Many programs are suspended in the north
This spring's renewed fighting forced the evacuation of most programs in the northern province. In the district of Kambia, MSF provided basic health care at 11 clinics. The organization also ran a feeding program for children under five and an inpatient dispensary in Kambia town. The fighting in May forced the closure of these programs. In Makeni, MSF provided basic care at six clinics and several dispensaries. This program, too, was forced to close when the security situation deteriorated.
In Bombali and Tonkolili districts of the northern province, MSF had to suspend a measles vaccination campaign.

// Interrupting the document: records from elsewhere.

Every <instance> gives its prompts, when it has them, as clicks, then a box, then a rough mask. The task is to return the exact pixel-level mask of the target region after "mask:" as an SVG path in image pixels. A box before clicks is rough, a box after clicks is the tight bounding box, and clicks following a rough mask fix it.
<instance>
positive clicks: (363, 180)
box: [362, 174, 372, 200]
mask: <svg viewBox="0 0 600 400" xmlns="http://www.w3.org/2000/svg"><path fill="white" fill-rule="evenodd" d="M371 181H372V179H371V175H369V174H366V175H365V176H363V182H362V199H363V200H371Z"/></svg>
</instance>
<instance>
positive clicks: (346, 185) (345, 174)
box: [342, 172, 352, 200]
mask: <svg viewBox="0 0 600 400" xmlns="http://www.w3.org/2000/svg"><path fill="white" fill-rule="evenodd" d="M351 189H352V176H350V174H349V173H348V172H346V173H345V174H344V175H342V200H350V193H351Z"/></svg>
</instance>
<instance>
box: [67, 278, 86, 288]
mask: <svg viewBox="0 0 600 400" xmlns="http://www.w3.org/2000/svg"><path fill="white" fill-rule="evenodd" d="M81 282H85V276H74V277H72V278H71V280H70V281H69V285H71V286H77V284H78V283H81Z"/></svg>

Despite the vaccination of 100,000 children, many more were left unvaccinated.
MSF continues to work in the northern area of Kabala, providing basic health care at a hospital and six clinics.
The situation in other parts of the country has remained relatively stable. In the southern province, MSF continues to support three hospitals and 28 clinics in Pujehun, Bo and Bonthe. In Moyamba, MSF works in five clinics and supports a pediatric ward and nutrition program for children under five. In Mile 91, a town 50km southwest of Makeni, MSF works in two clinics for newly displaced people from the Makeni area. In the eastern province, MSF has a primary health care project in Kenema, a fairly inaccessible area.
The psychological scars of conflict
The latest fighting in Sierra Leone has severely disrupted the lives and physical health of many civilians. It has also weighed heavily on their mental well-being. For the last several years, MSF has been working to understand and address the populations's mental trauma, a devastating consequence of years of violence.
In 1999, MSF undertook a survey of Freetown's residents and displaced people. Of the 245 people interviewed, the survey revealed that almost everyone had been exposed to conflict, including attacks on villages, explosion of mines, aerial bombing, the burning of property and the destruction of houses. Over 40% of the respondents reported having been abducted.
MSF has trained local aid workers in psycho-social health care and has a mental health program in Freetown. MSF also assists a local NGO that works with female victims of sexual abuse in Freetown and Kenema.
MSF continues to provide surgical care for war victims at Connaught Hospital, general surgery and medical care at two other Freetown hospitals, and basic care at an area clinic. The capital is home to several camps for displaced people and victims of the war; MSF is actively supporting one such camp, Murray Town, home to many civilian victims of forced amputations, and has worked in others.
MSF first intervened in Sierra Leone in the wake of a 1986 cholera epidemic.